Ne laissons pas le froid geler notre parole.
Le deuxième mois de l’année commence et nous amène ce froid qui gèle les paroles dans l’haleine exhalée.
Premier grand froid d’un hiver qui ne se montrait pas encore.
Préparant une rencontre sur le thème des contes inuit, j’avais justement la possibilité de découvrir « Nanouk l’Esquimau », le film de Robert Flaherty (1922) et « La saga des Inuit » de Jean Malaurie, quatre films de 52 minutes réalisés à partir des 10 films de Jean Malaurie, suivis d’un passionnant entretien-portrait de l’auteur (coffret DVD INA, Paris, 2007).
Je regardais avec attention et émotion ces films qui sont déjà des témoignages historiques de la vie passée d’un peuple pour lequel j’ai une grande admiration.
« Atanarjuat » de Zacharias Kunuk, avait déjà suscité mon intérêt lors de sa sortie en 2002. Il était le premier long métrage à avoir été écrit, réalisé et joué entièrement en inuktikut, la langue des Inuit du Canada, et les suppléments qui accompagnent le film permettent de comprendre les codes et les rituels de la vie de ce peuple.
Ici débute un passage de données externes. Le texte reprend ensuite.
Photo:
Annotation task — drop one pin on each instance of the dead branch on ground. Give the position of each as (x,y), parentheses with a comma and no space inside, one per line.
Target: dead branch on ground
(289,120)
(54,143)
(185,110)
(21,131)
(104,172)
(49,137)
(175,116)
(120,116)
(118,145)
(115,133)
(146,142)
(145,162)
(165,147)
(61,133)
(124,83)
En quelques décennies, les conditions d’existence des Inuit ont été radicalement modifiées par l’exploitation industrielle et l’extraction pétrolière, ils ont été spoliés de leurs territoires et contraints de s’adapter à un mode de vie destructeur de leurs valeurs et leur robustesse.
J’avais la sensation d’un gâchis irrémédiable en regardant ces images, témoignage du génie de ces hommes pour vivre dans des conditions extrêmes. Témoignage de leur adaptabilité, leur résistance, leur philosophie… et leur humour. Il y avait du rire dans leurs yeux, et des jeux dans leur vie.
Une parole de Jean Malaurie m’a frappée par sa précision lapidaire et respectueuse lorsqu’il dit d’eux : « C’est Lascaux vivant. »
Merci, Monsieur Malaurie, de nous rappeler cette réalité : les habitants des grottes de Lascaux n’étaient sans doute pas des sauvages sans foi ni loi, comme on nous l’a fait croire si longtemps.
Les savants qui étudient cette période de notre histoire le répètent au fil de leurs découvertes, mais il est difficile de contrecarrer des idées reçues.
Nous sommes nombreux à être devenus sensibles à la cause des Inuit qui subissent ce triste sort au nom du progrès, et plusieurs conteurs à proposer des spectacles reprenant les contes et les mythologies des Inuit.
Nous avons la possibilité de pouvoir transmettre – à notre échelle et avec nos moyens, là où nous sommes – ces épopées, ces légendes, mémoire ancestrale de l’humanité.
Quelle responsabilité et quel honneur ! Ne laissons pas le froid geler notre parole.
Qu’elle soit juste, entendue, et portée plus loin encore par vous qui l’entendez.